Jennie took a deep breath. “Thank you,” she said, screwing her eyes shut again, expecting to be skewered by the devil’s pitchfork. When that didn’t happen, she opened her eyes and saw the boy’s big grin. Her heart fluttered open.
Wordlessly they began to trek again towards town. Terence’s knobby knees jutted out to either side as he grasped the back of the wagon to keep it from ramming her. Jennie walked in front with the handle pressed against her behind to help keep the carrier in check.
She mulled things over in her six-year old head as she walked. Once, she’d asked her mom why she shouldn’t talk to this dark-skinned fellow, but Mom couldn’t answer that question, and then she made Jennie go to church twice that week. She decided to ask her grandfather because she’d seen photos of her grandfather when he was young and lived in Alabama a long time ago, before he moved up north. In one photo, there were lots of black boys standing with him in front of the cotton mill. She had heard him talking about things that happened with Negroes in a place called Selma a couple of months ago, so she figured he’d be the best one to ask about talking to Terence.

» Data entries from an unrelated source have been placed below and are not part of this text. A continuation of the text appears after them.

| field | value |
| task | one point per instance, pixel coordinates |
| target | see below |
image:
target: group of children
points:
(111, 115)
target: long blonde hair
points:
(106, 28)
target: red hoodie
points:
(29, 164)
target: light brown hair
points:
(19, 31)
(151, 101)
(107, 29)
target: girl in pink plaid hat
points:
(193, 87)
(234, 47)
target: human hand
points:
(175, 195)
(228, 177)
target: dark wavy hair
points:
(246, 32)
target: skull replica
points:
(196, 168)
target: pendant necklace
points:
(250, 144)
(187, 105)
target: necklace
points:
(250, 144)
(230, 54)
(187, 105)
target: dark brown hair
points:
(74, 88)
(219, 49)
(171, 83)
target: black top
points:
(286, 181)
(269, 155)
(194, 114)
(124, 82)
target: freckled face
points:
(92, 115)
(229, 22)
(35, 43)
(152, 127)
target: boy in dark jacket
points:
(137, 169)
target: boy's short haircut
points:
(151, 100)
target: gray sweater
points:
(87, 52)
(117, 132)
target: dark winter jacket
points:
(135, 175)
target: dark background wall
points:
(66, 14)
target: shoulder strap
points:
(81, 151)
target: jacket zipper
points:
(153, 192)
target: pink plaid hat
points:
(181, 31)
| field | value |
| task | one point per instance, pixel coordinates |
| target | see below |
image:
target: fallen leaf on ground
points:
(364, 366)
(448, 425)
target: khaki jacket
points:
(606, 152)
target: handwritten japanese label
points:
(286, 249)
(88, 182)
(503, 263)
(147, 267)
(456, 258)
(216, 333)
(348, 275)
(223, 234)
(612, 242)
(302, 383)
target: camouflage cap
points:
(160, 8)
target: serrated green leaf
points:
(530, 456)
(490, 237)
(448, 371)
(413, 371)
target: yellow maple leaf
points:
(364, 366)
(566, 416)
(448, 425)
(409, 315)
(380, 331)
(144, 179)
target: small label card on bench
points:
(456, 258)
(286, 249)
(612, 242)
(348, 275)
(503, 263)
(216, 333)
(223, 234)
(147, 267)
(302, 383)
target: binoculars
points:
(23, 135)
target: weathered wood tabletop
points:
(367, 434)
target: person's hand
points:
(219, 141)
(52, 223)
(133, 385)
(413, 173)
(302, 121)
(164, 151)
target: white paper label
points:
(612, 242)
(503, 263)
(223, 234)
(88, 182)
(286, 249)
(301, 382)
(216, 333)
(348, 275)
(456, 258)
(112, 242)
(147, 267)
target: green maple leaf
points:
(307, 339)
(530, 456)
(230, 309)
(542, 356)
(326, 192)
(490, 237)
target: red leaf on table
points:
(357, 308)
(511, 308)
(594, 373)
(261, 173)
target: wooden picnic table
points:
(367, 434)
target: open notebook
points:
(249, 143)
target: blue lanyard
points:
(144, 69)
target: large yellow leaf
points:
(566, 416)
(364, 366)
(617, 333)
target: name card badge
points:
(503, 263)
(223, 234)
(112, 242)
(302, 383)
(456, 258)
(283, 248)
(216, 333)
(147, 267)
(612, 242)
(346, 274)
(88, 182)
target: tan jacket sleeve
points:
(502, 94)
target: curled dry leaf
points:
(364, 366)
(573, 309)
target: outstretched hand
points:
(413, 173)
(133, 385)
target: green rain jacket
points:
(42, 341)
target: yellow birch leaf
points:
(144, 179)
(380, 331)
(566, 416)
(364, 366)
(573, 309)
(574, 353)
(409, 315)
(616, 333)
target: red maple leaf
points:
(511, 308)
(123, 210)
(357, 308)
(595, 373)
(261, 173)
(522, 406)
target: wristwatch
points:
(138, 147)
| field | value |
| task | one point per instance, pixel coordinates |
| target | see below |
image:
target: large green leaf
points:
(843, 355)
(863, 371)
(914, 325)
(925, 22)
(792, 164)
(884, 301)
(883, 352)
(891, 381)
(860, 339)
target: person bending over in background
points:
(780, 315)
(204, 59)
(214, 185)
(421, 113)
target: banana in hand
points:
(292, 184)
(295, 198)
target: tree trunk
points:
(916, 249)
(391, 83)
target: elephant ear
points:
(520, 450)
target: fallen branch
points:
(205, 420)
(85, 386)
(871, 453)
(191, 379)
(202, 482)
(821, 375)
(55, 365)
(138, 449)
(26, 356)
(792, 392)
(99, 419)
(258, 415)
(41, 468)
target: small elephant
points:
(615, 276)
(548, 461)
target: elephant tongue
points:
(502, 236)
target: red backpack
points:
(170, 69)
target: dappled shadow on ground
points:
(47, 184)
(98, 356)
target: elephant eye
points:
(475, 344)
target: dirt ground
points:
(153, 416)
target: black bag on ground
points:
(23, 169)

The terrain leveled out and Jennie turned to smile at Terence. Just then, he let go of the wagon, gave her a wild-eyed wave and dashed off through a vacant lot. She swiveled her head around and saw the boys from the elm tree carousing down the hill. They cut through one of the back yards in the same direction he’d run. She wondered where Terence lived.
Heaving against the load to get it moving again, Jennie continued towards the store. As she neared, she saw Mr. Johnson folding boxes by the back door. Wouldn’t you know it, he was talking to one of those boys. The kid saw her and ducked behind the dumpster. Nonetheless, she walked right up to Mr. Johnson, to turn in the bottles for change.
He eyed her heavy load and raised his eyebrows at her, putting one of his thumbs up like she had done something amazing. He counted out the bottles and added up the amount she should get back.
“Mr. Johnson, could you please put it in two?”
“Divide it? Why would you want me to do that?” He asked, looking her up and down like he was trying to figure out where she was hiding a secret.
“Because I want to share it with… with… someone.”
He let out a slow low whistle. Then he said, “I heard that Negro boy tried to grab your wagon and steal your bottles.”
“Did NOT!” She blurted it out and she felt her fury rise up again. Those bullies!
She and Mr. Johnson stared at each other. She felt her face reddening and her stomach felt hot. She knew she was supposed to look away and submit to an adult, that was the rule. But NO! Her little body vibrated as she stood her ground, glaring at the grown man.
Mr. Johnson put his hand in his pocket and jangled some change. Jennie pictured the painted turtles she planned to buy so she could set them free. She watched as Mr. Johnson took two muslin bags from the wooden stand by the door. He slowly counted out the change, and showed her a Buffalo nickel before he dropped it in the bag. Then he held the small sacks out in his fists like they were bank bags holding a fortune.
“I’d be careful if I were you.” He opened his fists and let go of the bags. She dropped her eyes to catch them in her palms. Fishing them into her pocket, she felt the broken bottle neck and she jerked her hand back out.
Jennie blinked her eyes up at Mr. Johnson, wondering which thing she was supposed to be careful of. There were so many! She took a deep breath, grabbed the handle of her emptied wagon and started for home. Out of the corner of her eye she saw the boys run from behind the dumpster into the trees, paralleling her route. She hoped she’d find Terence so she could give him the money. Maybe they’d go get turtles and set them free.